4. Red Palm Oil.  Key word here is "Red" palm oil.  Most palm oil involves deforestation and impacts human rights.  Look for brands with key words: UNREFINED, RED PALM OIL, and look for CSPO (Certified Sustainable Palm Oil) on the label.  True palm oil should be reddish in color.  Avoid palm kernel oil.  Nutriva also is a good brand option.

5. Nut oils (NOT peanut oil).  Many have good smoke points, such as Hazelnut oil (smoke point of 430 degrees Fahrenheit), Almond oil (420 degrees Fahrenheit), and Macadamia Oil (413 degrees Fahrenheit).  

6. Grass Fed Butter and ghee.  Higher in omega 3s, vitamins K, D, A, and good source of CLA (conjugated linoleic acid).  Grass fed ghee is basically the butter with lower water content (so good in baking), and the casein/lactose almost completely removed.  Smoke point for butter is 350 degrees, and for ghee is 485 degrees Fahrenheit.  Kerrygold is a good brand for grass fed butter (found in most grocery stores).  Ghee by Pure Indian Foods.
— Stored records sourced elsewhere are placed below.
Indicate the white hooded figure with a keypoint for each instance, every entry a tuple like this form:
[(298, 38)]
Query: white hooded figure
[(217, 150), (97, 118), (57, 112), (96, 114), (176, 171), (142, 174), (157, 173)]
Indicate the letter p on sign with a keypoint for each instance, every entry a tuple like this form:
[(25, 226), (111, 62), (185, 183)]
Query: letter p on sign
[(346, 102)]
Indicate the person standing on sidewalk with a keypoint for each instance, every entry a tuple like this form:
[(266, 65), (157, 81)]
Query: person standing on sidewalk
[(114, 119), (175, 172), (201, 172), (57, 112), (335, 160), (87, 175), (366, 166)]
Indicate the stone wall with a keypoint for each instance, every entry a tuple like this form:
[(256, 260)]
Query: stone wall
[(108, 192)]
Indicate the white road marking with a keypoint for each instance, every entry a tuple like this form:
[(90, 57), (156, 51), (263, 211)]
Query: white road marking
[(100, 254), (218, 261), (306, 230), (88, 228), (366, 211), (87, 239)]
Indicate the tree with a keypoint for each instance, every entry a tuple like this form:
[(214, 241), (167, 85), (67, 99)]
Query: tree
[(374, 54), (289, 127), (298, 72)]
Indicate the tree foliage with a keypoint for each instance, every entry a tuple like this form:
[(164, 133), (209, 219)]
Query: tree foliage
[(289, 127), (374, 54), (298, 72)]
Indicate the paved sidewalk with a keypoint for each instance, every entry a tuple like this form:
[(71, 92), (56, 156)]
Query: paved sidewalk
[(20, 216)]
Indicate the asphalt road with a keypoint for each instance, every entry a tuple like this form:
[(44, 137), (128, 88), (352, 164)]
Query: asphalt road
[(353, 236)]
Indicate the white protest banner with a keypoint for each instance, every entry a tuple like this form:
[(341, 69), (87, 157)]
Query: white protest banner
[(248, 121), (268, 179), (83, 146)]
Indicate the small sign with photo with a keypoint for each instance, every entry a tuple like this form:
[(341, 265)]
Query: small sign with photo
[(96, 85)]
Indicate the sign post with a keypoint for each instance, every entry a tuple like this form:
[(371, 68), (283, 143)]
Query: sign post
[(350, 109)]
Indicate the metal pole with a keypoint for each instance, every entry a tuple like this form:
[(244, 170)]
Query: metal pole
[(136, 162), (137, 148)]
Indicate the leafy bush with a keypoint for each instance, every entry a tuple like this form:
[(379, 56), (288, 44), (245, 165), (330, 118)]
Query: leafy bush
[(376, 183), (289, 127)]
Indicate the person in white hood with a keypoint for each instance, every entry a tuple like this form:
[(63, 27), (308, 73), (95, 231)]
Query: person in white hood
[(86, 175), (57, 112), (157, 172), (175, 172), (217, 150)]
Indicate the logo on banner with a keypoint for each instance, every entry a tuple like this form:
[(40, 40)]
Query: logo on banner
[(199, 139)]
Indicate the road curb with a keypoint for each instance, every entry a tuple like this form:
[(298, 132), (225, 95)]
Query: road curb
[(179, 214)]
Top 5 Strategies for Buying Oil


2. Choose olive oils and nut oils that come in dark bottles/containers.

3. Close lids tightly to avoid contact with oxygen, which makes oil go bad faster.  Olive oil in particular has a short shelf life (2 months).  See link below for shelf life of other oils.

4. Buy smaller containers, due to shorter shelf lives.

5. Use oils with higher smoke points for cooking (avocado, hazelnut, coconut oil).  Try to avoid using olive oil for cooking at high temperature, since this oil is particularly sensitive to heat.


One last note: vegetable oil does NOT have the same health benefits as vegetables.  Get rid of your canola oil, soybean oil, grapeseed oil, peanut oil, corn oil, sesame oil, sunflower oil, safflower oil, cottonseed oil, rice bran oil, and pumpkin seed oil!  Enough said.